Aku tak dapat menahan diri untuk tak menyentuhnya. Gadis di bawah kuasaku ini begitu begitu menggoda. Dia cantik dan tampak lugu yang anehnya berhasil membuat kontrol tubuh ini kelojotan. Apalagi saat melihatnya dengan hanya memakai handuk seperti ini. Sungguh menakjubkan. Tunggu, apa dia menantangku?
Mataku tak dapat berkedip saat melihat hal itu. Aroma tubuhnya menguar menebarkan aroma birahi. Benar-benar tak sia-sia aku menerima pemberian Will, dia sangat pandai menebak kesukaanku. Wanita ini terlihat nikmat untuk kujadikan cemilan malam ini. Sepertinya malam ini akan berlalu lebih panjang dan menyenangkan.
Kuelus wajah hingga ke leher jenjang gadisnya. Ini terlalu menarik. Aku merasakan tubuhku tak tahan untuk menyentuhnya. Hal seperti ini baru pertama kali kualami dalam hidup, tak pernah selama ini aku memiliki ketertarikan sebesar ini terhadap seorang perempuan. Benarkah w************n ini begitu menarik perhatianku? Tidak, tidak, kutepis semua pikiran burukku karena tidak mungkin bagi seorang Sam akan jatuh cinta pada seorang jalang, lalu kembali kutatap wajah cantiknya.
Kemudian pandanganku turun ke bawah. Tubuhnya terlihat begitu mulus, lengannya begitu lembut saat kusentuh. Kubelai tangannya ke atas hingga ke bahu lalu ke leher jenjangnya. Tubuhnya begitu memikat tubuhku untuk mendekatinya. Tubuhku terpikat saat melihat betapa indahnya makhluk di hadapanku ini. "Tubuhmu wangi, aku suka."
Kutarik dia ke dalam dekapan, lalu menundukan kepala untuk mencium bahu dan tengkuknya yang terlihat putih dan membangkitkan birahi. Kemudian kudekatkan wajah perlahan dan mencium bibirnya dengan lembut. Bibirnya tidak tipis dan tidak juga tebal, bibir hangat yang terasa manis bagai buah stowberry yang memabukkan. Kulumat dan gigit daging lembut ini dengan penuh gairah. Tubuhku sungguh tak tahan ingin segera merasakan kelembutannya. Menginginkan kami segera bersatu. Ahh Cantik, kamu sungguh telah berhasil menggodaku. Entah mantra apa yang ia selimutkan pada tubuhnya sehingga tubuh indahnya mempunyai ketertarikan sebesar ini.

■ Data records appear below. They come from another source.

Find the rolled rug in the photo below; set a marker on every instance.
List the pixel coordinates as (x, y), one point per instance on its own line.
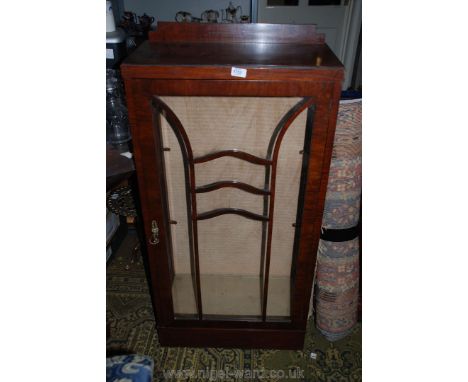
(337, 276)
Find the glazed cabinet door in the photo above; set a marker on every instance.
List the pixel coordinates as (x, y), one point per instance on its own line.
(233, 184)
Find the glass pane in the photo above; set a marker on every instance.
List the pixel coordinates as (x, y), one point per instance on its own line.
(276, 3)
(231, 264)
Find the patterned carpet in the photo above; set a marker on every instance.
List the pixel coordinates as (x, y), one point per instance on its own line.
(132, 329)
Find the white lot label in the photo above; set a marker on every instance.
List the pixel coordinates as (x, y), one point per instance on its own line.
(238, 72)
(109, 53)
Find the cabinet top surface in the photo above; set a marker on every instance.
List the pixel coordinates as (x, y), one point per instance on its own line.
(251, 46)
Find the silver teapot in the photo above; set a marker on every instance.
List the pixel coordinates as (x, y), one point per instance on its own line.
(210, 16)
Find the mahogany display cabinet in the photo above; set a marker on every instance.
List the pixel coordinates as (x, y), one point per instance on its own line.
(233, 128)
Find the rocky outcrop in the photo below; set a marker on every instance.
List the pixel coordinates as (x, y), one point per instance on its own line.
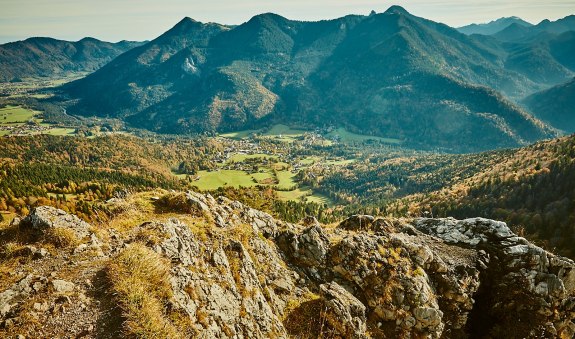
(235, 272)
(525, 290)
(343, 311)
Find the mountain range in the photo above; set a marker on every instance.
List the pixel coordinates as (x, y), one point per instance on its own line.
(388, 74)
(47, 57)
(494, 26)
(369, 74)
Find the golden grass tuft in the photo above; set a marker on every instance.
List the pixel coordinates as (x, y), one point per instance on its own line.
(140, 280)
(61, 237)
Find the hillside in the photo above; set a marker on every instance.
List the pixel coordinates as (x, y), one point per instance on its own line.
(494, 26)
(188, 265)
(517, 32)
(371, 75)
(555, 106)
(49, 58)
(530, 188)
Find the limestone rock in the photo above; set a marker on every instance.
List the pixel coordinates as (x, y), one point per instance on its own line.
(357, 222)
(343, 311)
(62, 286)
(46, 217)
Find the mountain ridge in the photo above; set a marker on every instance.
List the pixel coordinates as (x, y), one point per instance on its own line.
(270, 69)
(493, 26)
(48, 57)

Kemudian kudorong tubuh gadis dalam kuasaku ke atas kasur hingga terlentang sempurna di bawah tubuhku. Aku tak dapat berhenti menyerang bibir Cantik, ini terlalu nikmat untuk kulepaskan. Aku masih belum puas.
"Jangan menahan napas, nanti kau pingsan." Aku mengingatkannya. Mungkinkah ini ciuman pertamanya? Hah? Bukankah dia?___ batinku. Cantik menurut, ia membuka mulutnya. Kesempatan ini kumanfaatkan untuk memasukan lidah. Aku sudah cukup puas dengan bagian luar, kini aku ingin merasakan bagian dalamnya, dan ternyata memuaskan. Mulut Cantik begitu wangi seperti aroma dari rongga mulut bayi. Nikmat, batinku sembari tersenyum ditengah pagutan kami. Imut, satu kata itu yang terlintas saat aku tengah merasakan bagian dalam mulutnya.